The security stack's foundational assumption — that understanding your defenses costs more than bypassing them — collapsed this week across endpoint, supply chain, and vulnerability discovery simultaneously, while enterprise AI budgets are running wildly ahead of governance (ServiceNow blew its annual Anthropic budget by May) and four major platforms simultaneously declared war over who owns the agent execution layer. The decision this quarter is not which AI model to pick. It's whether your security architecture, your platform strategy, and your cost governance were designed for a world that still exists — because the evidence from this week says they weren't.

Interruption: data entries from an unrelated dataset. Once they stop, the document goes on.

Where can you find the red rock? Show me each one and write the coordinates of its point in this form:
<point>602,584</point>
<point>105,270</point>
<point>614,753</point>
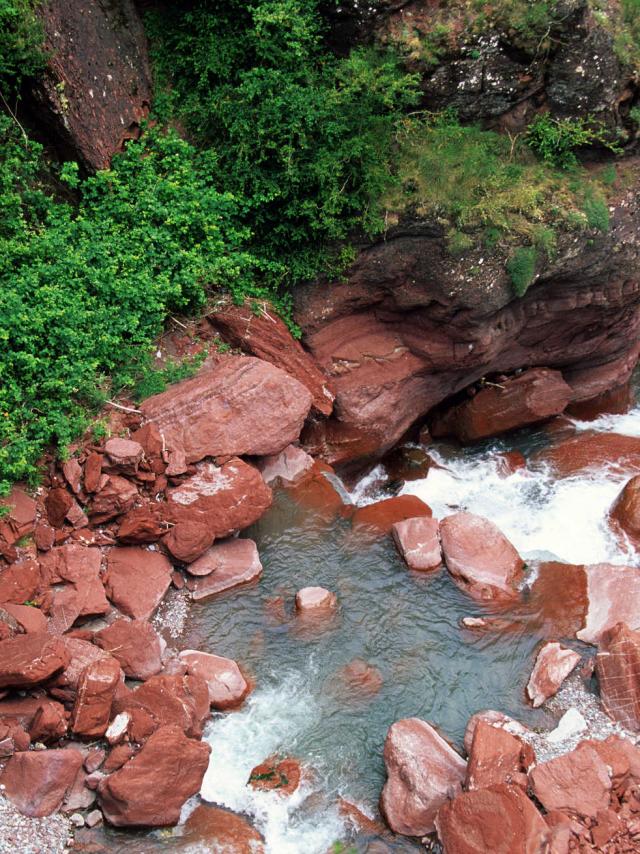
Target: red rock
<point>380,517</point>
<point>96,691</point>
<point>618,671</point>
<point>113,498</point>
<point>141,525</point>
<point>125,455</point>
<point>28,659</point>
<point>92,471</point>
<point>279,775</point>
<point>576,782</point>
<point>179,700</point>
<point>496,757</point>
<point>29,618</point>
<point>37,781</point>
<point>220,830</point>
<point>20,582</point>
<point>44,719</point>
<point>495,719</point>
<point>360,679</point>
<point>418,542</point>
<point>226,499</point>
<point>118,756</point>
<point>241,406</point>
<point>151,788</point>
<point>534,396</point>
<point>266,336</point>
<point>613,594</point>
<point>287,467</point>
<point>500,819</point>
<point>58,503</point>
<point>554,663</point>
<point>136,580</point>
<point>625,513</point>
<point>135,644</point>
<point>316,599</point>
<point>227,686</point>
<point>594,450</point>
<point>423,772</point>
<point>481,560</point>
<point>188,540</point>
<point>226,565</point>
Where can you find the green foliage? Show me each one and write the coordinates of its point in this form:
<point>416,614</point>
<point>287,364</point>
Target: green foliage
<point>522,268</point>
<point>302,138</point>
<point>20,46</point>
<point>84,291</point>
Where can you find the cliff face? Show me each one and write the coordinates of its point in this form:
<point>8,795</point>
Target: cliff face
<point>412,326</point>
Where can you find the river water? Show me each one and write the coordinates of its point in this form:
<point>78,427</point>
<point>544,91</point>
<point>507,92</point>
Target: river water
<point>407,625</point>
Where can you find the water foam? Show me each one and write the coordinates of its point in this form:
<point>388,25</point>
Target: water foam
<point>543,517</point>
<point>272,721</point>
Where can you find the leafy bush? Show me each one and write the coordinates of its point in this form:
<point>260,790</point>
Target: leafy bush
<point>84,291</point>
<point>522,268</point>
<point>556,140</point>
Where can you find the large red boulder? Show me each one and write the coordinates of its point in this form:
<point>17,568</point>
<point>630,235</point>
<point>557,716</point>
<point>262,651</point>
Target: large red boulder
<point>150,789</point>
<point>423,772</point>
<point>135,644</point>
<point>625,512</point>
<point>554,663</point>
<point>577,782</point>
<point>178,700</point>
<point>226,499</point>
<point>227,686</point>
<point>618,671</point>
<point>136,580</point>
<point>481,560</point>
<point>96,691</point>
<point>535,395</point>
<point>418,542</point>
<point>240,406</point>
<point>497,756</point>
<point>97,87</point>
<point>37,781</point>
<point>500,819</point>
<point>265,335</point>
<point>26,660</point>
<point>613,596</point>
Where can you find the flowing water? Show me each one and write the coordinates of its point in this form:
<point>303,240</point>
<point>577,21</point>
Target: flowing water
<point>407,625</point>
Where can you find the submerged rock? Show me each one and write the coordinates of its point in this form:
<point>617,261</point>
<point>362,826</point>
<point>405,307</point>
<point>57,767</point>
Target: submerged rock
<point>481,560</point>
<point>150,789</point>
<point>531,397</point>
<point>423,772</point>
<point>554,663</point>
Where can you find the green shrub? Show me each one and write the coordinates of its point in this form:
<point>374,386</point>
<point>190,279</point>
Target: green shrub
<point>522,268</point>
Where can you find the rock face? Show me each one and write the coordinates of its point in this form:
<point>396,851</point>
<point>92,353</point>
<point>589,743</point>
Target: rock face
<point>227,686</point>
<point>229,564</point>
<point>535,395</point>
<point>407,330</point>
<point>418,542</point>
<point>481,560</point>
<point>553,664</point>
<point>152,787</point>
<point>226,499</point>
<point>618,670</point>
<point>269,408</point>
<point>136,580</point>
<point>500,819</point>
<point>626,511</point>
<point>37,781</point>
<point>97,87</point>
<point>423,772</point>
<point>266,336</point>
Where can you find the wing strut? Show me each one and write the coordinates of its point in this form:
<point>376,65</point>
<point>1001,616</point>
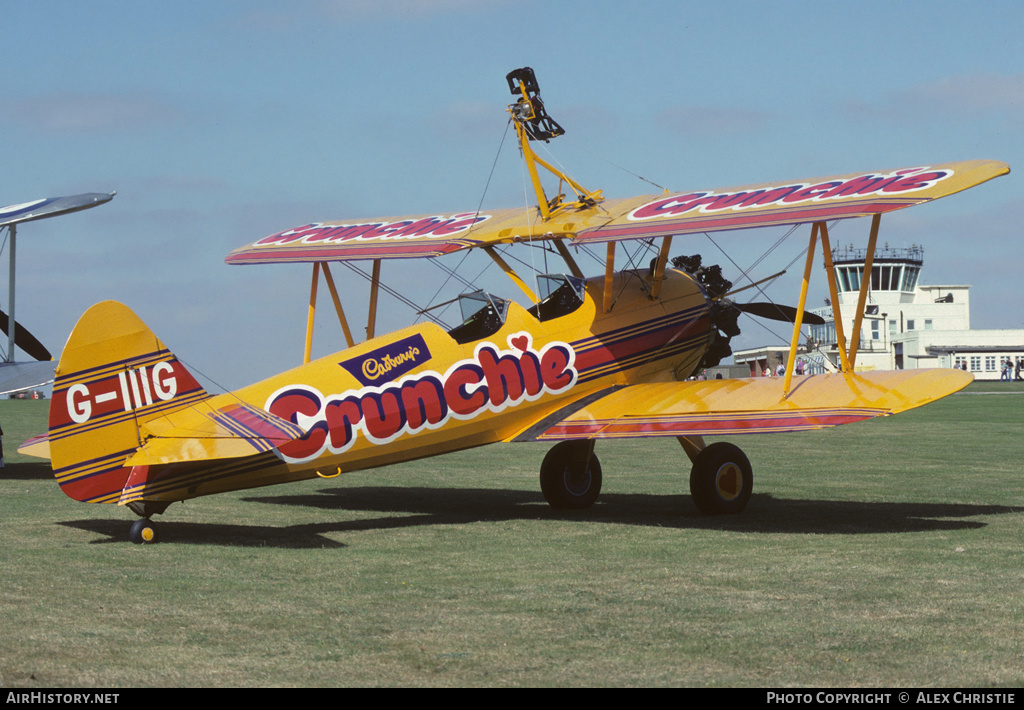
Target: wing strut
<point>864,282</point>
<point>798,322</point>
<point>848,358</point>
<point>834,293</point>
<point>311,316</point>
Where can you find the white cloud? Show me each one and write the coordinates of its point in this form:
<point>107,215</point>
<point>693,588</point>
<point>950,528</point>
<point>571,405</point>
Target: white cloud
<point>85,113</point>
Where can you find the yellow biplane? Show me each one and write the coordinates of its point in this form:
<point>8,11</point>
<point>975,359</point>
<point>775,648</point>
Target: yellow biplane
<point>606,357</point>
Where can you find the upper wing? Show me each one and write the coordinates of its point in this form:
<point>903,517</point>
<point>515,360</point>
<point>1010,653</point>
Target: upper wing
<point>748,406</point>
<point>840,197</point>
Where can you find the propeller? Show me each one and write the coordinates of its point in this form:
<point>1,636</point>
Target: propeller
<point>24,339</point>
<point>724,312</point>
<point>775,311</point>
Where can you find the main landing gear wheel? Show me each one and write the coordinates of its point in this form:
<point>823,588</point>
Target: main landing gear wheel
<point>570,475</point>
<point>721,479</point>
<point>142,532</point>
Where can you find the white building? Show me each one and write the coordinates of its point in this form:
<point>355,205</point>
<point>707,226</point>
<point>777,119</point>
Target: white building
<point>905,325</point>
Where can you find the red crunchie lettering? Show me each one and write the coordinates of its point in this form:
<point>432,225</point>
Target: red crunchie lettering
<point>493,380</point>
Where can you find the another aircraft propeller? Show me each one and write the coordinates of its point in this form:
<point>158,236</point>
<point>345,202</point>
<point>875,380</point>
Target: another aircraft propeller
<point>26,340</point>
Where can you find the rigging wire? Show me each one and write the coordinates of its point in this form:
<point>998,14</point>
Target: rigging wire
<point>479,207</point>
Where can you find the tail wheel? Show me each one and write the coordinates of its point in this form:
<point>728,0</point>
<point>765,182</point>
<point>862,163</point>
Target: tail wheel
<point>570,475</point>
<point>142,532</point>
<point>721,479</point>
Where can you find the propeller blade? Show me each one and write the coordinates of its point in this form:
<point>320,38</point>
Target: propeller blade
<point>779,312</point>
<point>26,340</point>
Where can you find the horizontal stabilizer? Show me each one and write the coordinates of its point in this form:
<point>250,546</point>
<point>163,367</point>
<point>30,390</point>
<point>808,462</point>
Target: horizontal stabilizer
<point>752,405</point>
<point>206,431</point>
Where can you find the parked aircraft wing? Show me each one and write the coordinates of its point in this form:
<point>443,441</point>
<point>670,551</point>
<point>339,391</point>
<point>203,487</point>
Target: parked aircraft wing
<point>771,204</point>
<point>749,406</point>
<point>17,376</point>
<point>51,207</point>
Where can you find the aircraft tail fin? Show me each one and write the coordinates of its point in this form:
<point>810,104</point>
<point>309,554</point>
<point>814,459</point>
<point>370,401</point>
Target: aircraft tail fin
<point>114,376</point>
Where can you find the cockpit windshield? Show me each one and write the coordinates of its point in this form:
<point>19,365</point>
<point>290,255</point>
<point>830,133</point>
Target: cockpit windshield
<point>560,295</point>
<point>482,315</point>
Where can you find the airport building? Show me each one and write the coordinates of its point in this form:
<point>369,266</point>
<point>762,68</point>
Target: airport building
<point>905,325</point>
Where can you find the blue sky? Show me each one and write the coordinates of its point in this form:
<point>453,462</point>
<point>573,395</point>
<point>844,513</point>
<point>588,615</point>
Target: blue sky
<point>219,123</point>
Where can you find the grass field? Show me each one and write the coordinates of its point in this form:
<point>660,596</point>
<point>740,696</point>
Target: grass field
<point>887,553</point>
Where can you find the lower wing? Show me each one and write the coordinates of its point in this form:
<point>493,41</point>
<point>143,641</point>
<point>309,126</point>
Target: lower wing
<point>747,406</point>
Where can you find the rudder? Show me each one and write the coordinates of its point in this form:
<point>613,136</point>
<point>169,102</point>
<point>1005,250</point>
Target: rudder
<point>114,375</point>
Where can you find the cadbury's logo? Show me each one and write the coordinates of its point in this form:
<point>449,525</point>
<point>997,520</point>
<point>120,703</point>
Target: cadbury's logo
<point>425,227</point>
<point>388,362</point>
<point>492,380</point>
<point>910,179</point>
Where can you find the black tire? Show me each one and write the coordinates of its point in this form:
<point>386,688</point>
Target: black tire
<point>142,532</point>
<point>570,475</point>
<point>721,479</point>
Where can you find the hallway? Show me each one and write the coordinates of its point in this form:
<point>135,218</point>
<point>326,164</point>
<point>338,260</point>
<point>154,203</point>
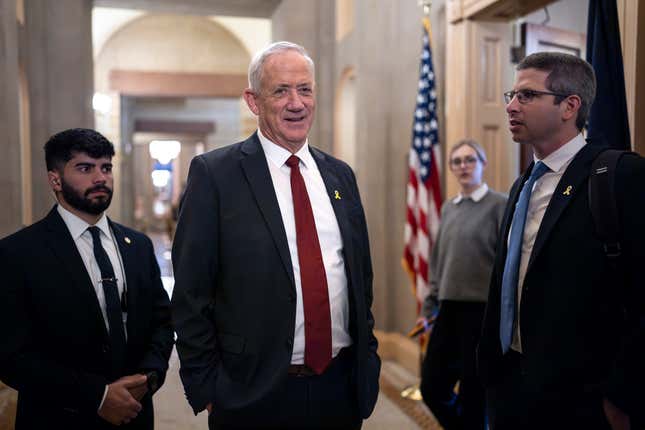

— Promit, reading as Leader ·

Frequently asked

Why are endpoint detection products suddenly less reliable as a primary control?
AI-assisted reverse engineering has collapsed the time to understand commercial EDR internals from weeks of expert work to days of automated analysis. TrustedSec demonstrated this against five major products and found nearly identical architectural patterns, meaning bypass techniques can now be refreshed in days. The defensive premise that the agent is too costly to understand no longer holds for a growing share of attackers.
Where should detection investment shift if the endpoint is no longer load-bearing?
Reweight toward identity, network telemetry, and behavioral analytics above the endpoint — controls that don't depend on the agent staying opaque. Microsoft's MDASH approach of coordinated AI agents for vulnerability discovery points to AI-versus-AI defense as the only posture that scales against AI-speed offense. Endpoint agent renewals as the primary detection line item were budgeted for last quarter's threat surface.
How should patch SLAs change given current exploit windows?
Critical-vulnerability SLAs for internet-facing assets should move from 30 days to 72 hours. A PraisonAI vulnerability was weaponized within four hours of disclosure, which means traditional monthly patch cycles operate in a known state of exploitability. The attacker's cycle has compressed; the defender's has not.
What does the ServiceNow Anthropic budget overrun signal about enterprise AI economics?
It signals that AI consumption is structurally outrunning governance across the enterprise market, not that one vendor mispriced. Anthropic grew 80x against a planned 10x, ran without SLAs or usage telemetry, and silently degraded service while invoices cleared. True program cost typically lands at 3-5x model fees once forward-deployed engineering is included, a denominator most board-approved envelopes don't yet use.
What is the strategic risk in the agent orchestration layer over the next 12-18 months?
Platforms risk being routed around rather than disrupted — agents that mediate user intent migrate discovery, pricing power, and the customer relationship one layer up. ServiceNow is betting on open MCP interop while SAP is building a proprietary Knowledge Graph moat, and a16z estimates roughly $150B of GTM value is shifting toward the orchestration layer. After the window closes, non-instrumented platforms become commodity infrastructure underneath someone else's agent.